Grand 'Central Station': Oscar-nominated performance lifts this soulful Brazilian film

Friday, February 12, 1999

By Barry Paris, Post-Gazette Movie Critic

If there is a more beautiful homely face in the world than Fernanda Montenegro's, I've never seen it. And if a more soulful film than hers has graced the screen this year, I haven't seen it either.

 
    'Central Station'


RATING: PG-13 for adult themes

STARRING: Fernanda Montenegro, Vinicius de Oliveira

DIRECTOR: Walter Salles

CRITICS CALL: 4 stars

 
 

"Central Station" is the latest and best proof of the astonishing artistic quality and humanist depth of the Brazilian movie industry.

Brazil? You say you haven't seen a helluva lot of Brazilian films? Neither have most Hollywood-weaned North Americans, which is why you must do your heart the favor of seeing this one, to remind yourself what filmmaking is supposed to be - but, alas, rarely is: the creation of a self-contained universe inhabited by human beings (rather than heroes and villains and Ewoks) we never knew before but from now on will never forget.

There are two such human beings in Rio de Janeiro's jam-packed main commuter station. The first is Dora (Montenegro), a cynical old con artist who charges illiterate customers a hefty fee to write letters for them and then, instead of mailing them, takes them home to mock their simple sentiments and throw them away. The second is a 9-year-old boy named Josue (Vinicius de Oliveira), whose mother is killed in a traffic accident moments after paying Dora to write a letter to the husband and father who has abandoned them.

Dora is a liar and a thief, thoroughly unloving and unloved for good reason. She has no heart of gold. She's the last person in the world to take an interest in a now-homeless boy who must sleep in the train station - until hitting on the idea of luring him home with her on a maternal pretense with the real purpose of selling him to an orphanage.

Then she repents - still without golden heart - and joins forces with the kid for a quixotic cross-country bus trip in search of the boy's long-lost father in the remote hinterlands.

That does not do justice to the complexities of a superb script by Joao Emanuel Carneiro and Marcos Bernstein, neither of whom has ever previously written a screenplay.

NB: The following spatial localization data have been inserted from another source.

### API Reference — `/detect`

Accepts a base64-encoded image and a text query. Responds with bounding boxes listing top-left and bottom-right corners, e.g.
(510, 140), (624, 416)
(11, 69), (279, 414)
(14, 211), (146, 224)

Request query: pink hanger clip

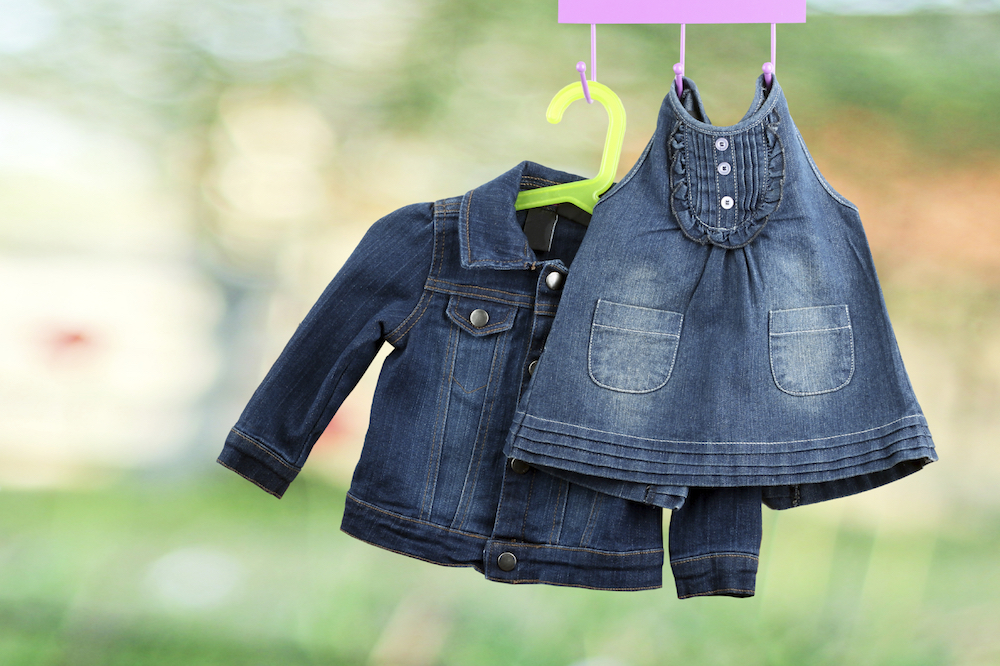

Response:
(575, 23), (596, 104)
(577, 62), (593, 104)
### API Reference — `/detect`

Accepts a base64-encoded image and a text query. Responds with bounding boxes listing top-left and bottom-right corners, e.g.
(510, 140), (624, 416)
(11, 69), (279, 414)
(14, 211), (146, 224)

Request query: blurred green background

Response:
(2, 1), (1000, 664)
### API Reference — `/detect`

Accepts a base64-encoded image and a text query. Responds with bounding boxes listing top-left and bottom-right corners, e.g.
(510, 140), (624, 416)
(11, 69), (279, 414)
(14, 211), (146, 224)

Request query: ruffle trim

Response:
(668, 112), (785, 249)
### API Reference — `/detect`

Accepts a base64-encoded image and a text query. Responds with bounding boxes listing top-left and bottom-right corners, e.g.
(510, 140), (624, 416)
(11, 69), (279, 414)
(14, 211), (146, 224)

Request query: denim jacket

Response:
(218, 161), (762, 596)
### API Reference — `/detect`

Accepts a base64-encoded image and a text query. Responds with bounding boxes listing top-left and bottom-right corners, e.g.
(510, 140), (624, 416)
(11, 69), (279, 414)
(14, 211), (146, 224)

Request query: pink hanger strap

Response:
(771, 22), (776, 68)
(591, 23), (597, 82)
(763, 23), (776, 90)
(575, 23), (596, 104)
(674, 23), (685, 98)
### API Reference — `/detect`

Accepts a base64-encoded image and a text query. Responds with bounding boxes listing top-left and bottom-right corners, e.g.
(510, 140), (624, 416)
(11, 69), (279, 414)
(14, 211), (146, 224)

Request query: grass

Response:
(1, 469), (997, 665)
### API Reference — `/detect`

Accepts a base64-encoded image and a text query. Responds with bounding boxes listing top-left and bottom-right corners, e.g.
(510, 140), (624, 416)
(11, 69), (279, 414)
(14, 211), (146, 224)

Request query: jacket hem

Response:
(482, 539), (663, 591)
(342, 493), (664, 591)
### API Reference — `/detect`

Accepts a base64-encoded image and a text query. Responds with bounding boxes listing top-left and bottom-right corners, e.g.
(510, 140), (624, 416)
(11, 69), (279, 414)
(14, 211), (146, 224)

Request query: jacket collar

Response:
(458, 161), (583, 270)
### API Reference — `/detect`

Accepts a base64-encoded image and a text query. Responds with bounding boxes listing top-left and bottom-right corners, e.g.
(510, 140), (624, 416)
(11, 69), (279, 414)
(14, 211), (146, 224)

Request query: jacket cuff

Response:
(216, 428), (300, 498)
(671, 552), (759, 599)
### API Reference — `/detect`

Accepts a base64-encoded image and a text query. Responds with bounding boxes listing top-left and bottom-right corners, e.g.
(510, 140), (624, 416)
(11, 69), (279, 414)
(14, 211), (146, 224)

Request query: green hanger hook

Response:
(514, 80), (626, 215)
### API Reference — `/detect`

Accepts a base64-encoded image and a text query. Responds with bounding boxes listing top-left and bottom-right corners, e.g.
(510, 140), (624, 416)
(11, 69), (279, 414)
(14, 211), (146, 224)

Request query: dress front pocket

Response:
(769, 305), (854, 396)
(588, 299), (683, 393)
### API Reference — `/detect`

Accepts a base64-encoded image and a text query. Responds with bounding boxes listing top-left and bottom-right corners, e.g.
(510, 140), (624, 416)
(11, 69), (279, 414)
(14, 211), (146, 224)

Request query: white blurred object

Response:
(206, 93), (334, 234)
(0, 0), (56, 54)
(145, 546), (244, 609)
(0, 96), (191, 257)
(0, 254), (222, 484)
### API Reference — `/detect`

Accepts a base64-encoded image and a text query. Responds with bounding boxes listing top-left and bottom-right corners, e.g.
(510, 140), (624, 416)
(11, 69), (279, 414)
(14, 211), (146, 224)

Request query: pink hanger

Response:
(558, 2), (801, 100)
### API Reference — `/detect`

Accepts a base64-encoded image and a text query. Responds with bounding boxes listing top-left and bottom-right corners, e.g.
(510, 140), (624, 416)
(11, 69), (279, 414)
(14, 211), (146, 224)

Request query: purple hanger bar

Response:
(559, 1), (802, 100)
(558, 0), (805, 24)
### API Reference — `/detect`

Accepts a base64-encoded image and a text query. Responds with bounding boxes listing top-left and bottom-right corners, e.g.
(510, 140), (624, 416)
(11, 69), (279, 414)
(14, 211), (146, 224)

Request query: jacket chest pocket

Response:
(445, 296), (517, 394)
(588, 299), (684, 393)
(769, 305), (855, 396)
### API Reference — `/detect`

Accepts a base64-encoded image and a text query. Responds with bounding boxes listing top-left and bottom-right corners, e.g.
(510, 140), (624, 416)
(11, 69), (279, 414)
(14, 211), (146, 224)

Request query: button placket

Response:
(524, 262), (565, 388)
(715, 136), (735, 213)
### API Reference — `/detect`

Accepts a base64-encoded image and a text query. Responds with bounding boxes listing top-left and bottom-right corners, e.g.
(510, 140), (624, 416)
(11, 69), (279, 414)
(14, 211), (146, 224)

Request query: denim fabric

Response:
(505, 76), (937, 509)
(217, 161), (761, 595)
(669, 487), (762, 598)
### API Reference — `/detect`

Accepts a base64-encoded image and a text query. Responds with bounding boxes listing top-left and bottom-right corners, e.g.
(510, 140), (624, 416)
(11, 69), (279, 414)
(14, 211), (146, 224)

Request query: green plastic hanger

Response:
(514, 79), (626, 215)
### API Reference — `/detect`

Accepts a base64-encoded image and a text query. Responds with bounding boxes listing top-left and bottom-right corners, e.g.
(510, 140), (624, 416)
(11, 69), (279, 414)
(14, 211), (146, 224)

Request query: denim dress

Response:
(218, 161), (762, 596)
(505, 77), (938, 510)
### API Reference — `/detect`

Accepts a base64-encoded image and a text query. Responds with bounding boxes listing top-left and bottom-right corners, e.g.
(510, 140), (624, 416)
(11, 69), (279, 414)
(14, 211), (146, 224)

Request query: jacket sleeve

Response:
(668, 486), (763, 599)
(217, 202), (435, 497)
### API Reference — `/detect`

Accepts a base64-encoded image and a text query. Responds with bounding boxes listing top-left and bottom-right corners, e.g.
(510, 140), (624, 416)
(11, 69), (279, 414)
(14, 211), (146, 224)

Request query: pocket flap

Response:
(769, 305), (850, 336)
(446, 296), (517, 337)
(593, 299), (683, 337)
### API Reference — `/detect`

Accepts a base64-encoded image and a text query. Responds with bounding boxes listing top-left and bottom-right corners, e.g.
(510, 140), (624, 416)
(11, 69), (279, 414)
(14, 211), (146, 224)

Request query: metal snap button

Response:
(720, 196), (735, 210)
(545, 271), (565, 291)
(470, 309), (489, 328)
(715, 137), (729, 151)
(527, 359), (538, 376)
(718, 162), (731, 175)
(510, 459), (531, 474)
(497, 552), (517, 572)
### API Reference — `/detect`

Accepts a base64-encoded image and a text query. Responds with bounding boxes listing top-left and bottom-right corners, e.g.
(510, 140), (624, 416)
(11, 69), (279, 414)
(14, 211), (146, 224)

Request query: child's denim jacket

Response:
(218, 161), (762, 597)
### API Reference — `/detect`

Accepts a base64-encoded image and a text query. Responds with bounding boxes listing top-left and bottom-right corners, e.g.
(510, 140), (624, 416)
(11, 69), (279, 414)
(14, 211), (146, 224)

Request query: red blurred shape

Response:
(39, 324), (101, 368)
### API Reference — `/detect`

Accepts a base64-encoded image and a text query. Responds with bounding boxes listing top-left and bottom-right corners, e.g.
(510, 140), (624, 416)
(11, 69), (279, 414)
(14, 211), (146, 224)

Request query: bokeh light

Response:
(1, 1), (999, 664)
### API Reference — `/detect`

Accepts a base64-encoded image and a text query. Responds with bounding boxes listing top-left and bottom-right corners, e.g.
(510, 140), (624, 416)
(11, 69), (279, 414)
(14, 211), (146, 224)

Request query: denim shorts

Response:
(505, 76), (937, 510)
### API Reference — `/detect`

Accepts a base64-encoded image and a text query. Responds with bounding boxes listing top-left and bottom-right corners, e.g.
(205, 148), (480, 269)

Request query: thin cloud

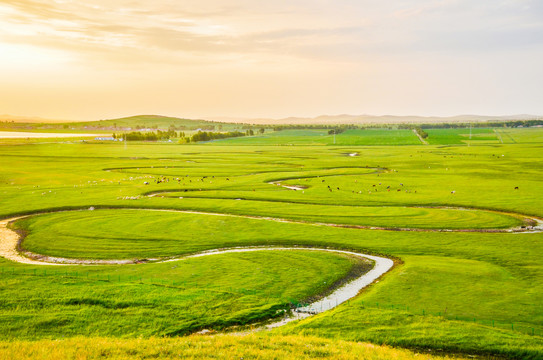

Nor can I convey the beauty of the 67-year-old Montenegro's performance - just nominated, I'm thrilled to say, for a Best Actress Oscar. She bears an uncanny resemblance to the elderly Giulietta Masina. She is superb. There is nothing remotely likable about her character until quite late in the film. But there is everything real about her and the fabulous rural and religious Brazilian situations (particularly the "House of Miracles") in which she finds herself.

There is everything likable, as well as real, about young Vinicius de Oliveira - in real life, a shoeshine boy who not only never acted in a movie before but had never even seen one!

And there is something unearthly beautiful about the Portuguese language - a kind of cross between Spanish and French which, though we don't understand a word of it, we can nevertheless often somehow "understand" from the passionate nuances of its inflections.

As a powerful study (and character study) in approach-avoidance, neither Montenegro nor "Central Station" can be beat. Likewise for the panoramic photography and perfect musical score.

Neither Fernanda Montenegro - basically, a stage actress little known to movie audiences before this - nor the film will win the awards for which they're nominated. But it is fine and fitting that they've at least been recognized.